Sandra Henriques, encenadora do grupo de Teatro Partículas Soltas, escreveu na rede social Facebook, a propósito do evento deste ano o seguinte: “Uma vez mais saímos à rua para ver se, de alguma forma, agitamos e damos cor à nossa querida Vila de Penacova (...) E que bem acompanhados estivemos! De um lado os nossos 30 atores (miúdos e graúdos) acompanhados pelos familiares que largam os seus afazeres de Páscoa para virem fazer a festa connosco e mostrarem aos mais novos que é tão bom sermos livres! Do outro, o Vox et Communio com as suas vozes e a garra de se desafiarem constantemente num espírito de cooperação maravilhoso. De outro, a energia contagiante da Associação Musical Sons do Mondego, que era a peça que nos faltava.”
Esta tradição está ainda presente nos dias de hoje em muitos locais do país (Pampilhosa, Figueira da Foz, Góis, Soutocico, Peniche, Sesimbra, Laranjeiro, Barreiro, Rio de Mouro, Alenquer, Torres Novas, etc). Recorde-se que o Enterro do Bacalhau de Soutocico (Leiria) chegou mesmo a ser, em 2020, candidato às 7 Maravilhas da Cultura Popular. A condenação à pena capital e enterro do bacalhau, bem como todo o conjunto de rituais passou a integrar a cultura popular há longos anos atendendo a que durante os quarenta dias que vão do Carnaval à Páscoa a Igreja Católica impôs rigoroso jejum e completa abstinência de carne. Com isso, quando se chegava ao fim da Quaresma já o povo estava farto de comer bacalhau e de se privar de muitas coisas além da carne, por exemplo dos bailes e de tudo o que fosse divertimento.
Assim, o “enterro do bacalhau” passou a assumir-se como uma “tradição que tem lugar no Sábado de Aleluia para celebrar o fim das privações, incluindo as gastronómicas, que tinham lugar na Quaresma. Em geral, o julgamento do bacalhau é uma manifestação teatral que inclui também um cortejo fúnebre. Algumas das personagens que participam são o doutor juiz, os advogados, o oficial de diligências, o réu bacalhau e as testemunhas – salsa, alho, cebola, e vários temperos.” Há localidades - por exemplo Rio de Mouro (Sintra) - que fazem o “enterro do bacalhau”, não no Sábado de Aleluia, mas na Terça-Feira “gorda”, isto é no dia de Carnaval.

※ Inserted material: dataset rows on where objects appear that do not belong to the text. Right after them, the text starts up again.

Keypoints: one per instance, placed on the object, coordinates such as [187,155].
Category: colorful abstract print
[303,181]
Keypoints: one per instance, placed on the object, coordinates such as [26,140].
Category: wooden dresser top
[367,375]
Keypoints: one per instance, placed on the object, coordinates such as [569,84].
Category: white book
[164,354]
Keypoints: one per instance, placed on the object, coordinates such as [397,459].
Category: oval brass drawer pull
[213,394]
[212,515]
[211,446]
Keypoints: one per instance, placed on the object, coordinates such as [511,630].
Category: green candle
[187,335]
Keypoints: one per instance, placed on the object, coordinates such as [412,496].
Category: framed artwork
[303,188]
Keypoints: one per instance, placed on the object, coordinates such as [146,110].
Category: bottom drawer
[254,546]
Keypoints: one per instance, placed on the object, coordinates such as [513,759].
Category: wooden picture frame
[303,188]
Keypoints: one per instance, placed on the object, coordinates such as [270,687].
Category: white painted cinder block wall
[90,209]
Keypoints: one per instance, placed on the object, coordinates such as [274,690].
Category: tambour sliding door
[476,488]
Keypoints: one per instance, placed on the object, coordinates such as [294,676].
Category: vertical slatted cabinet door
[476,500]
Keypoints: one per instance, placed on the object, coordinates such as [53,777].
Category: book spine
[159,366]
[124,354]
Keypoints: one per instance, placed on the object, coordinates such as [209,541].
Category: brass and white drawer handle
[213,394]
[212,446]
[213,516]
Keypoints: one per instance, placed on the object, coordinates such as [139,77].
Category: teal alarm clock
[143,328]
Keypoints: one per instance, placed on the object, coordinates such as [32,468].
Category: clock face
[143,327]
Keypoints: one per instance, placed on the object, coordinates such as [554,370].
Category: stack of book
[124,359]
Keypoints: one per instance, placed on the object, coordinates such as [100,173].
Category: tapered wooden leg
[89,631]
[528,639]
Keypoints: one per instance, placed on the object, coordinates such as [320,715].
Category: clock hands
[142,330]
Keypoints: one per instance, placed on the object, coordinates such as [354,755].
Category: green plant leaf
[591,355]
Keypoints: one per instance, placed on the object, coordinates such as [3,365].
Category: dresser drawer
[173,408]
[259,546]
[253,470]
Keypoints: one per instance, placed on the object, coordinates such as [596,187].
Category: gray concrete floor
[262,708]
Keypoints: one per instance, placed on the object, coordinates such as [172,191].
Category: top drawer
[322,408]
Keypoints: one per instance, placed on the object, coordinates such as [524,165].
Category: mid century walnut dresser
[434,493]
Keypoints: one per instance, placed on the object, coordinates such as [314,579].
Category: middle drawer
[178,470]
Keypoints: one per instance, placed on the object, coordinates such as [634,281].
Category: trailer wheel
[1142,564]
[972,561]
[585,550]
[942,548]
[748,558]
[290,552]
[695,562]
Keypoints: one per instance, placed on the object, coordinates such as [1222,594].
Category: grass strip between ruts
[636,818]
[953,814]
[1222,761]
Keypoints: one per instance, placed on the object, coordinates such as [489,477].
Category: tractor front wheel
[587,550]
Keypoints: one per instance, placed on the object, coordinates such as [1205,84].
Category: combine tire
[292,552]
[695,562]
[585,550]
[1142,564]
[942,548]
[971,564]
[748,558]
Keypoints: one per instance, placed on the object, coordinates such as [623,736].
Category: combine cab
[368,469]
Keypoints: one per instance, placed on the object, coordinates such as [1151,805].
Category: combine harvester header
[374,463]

Em Penacova, temos notícia dos Cortejos em 1910, 1911 e 1932. Em 1932, a comissão que estava constituída não obteve autorização do Administrador Concelhio tendo surgido um outro grupo que, à última hora, acabou por organizar um cortejo alternativo na Segunda-Feira da Páscoa, com “figuras simbólicas e carros alegóricos”. Em 1910, de acordo com notícia no Jornal de Penacova “foi um verdadeiro sucesso o enterro do bacalhau que teve lugar nesta vila” na noite de Sábado de Aleluia. “A afluência do público ao funéreo e burlesco enterro foi extraordinária (…). O povinho ficou embasbacado ante o aparato para si estonteador e nunca antes visto na nossa terra”. Um autêntico “sucesso” para “um burgo, apático e podre a propósito de diversões.” Em 1911 repetiu-se e até se publicou um “jornal” satírico “A Espinha”. Uma preciosidade: quatro páginas cheias de humor e sarcasmo, como convinha nesta manifestação popular.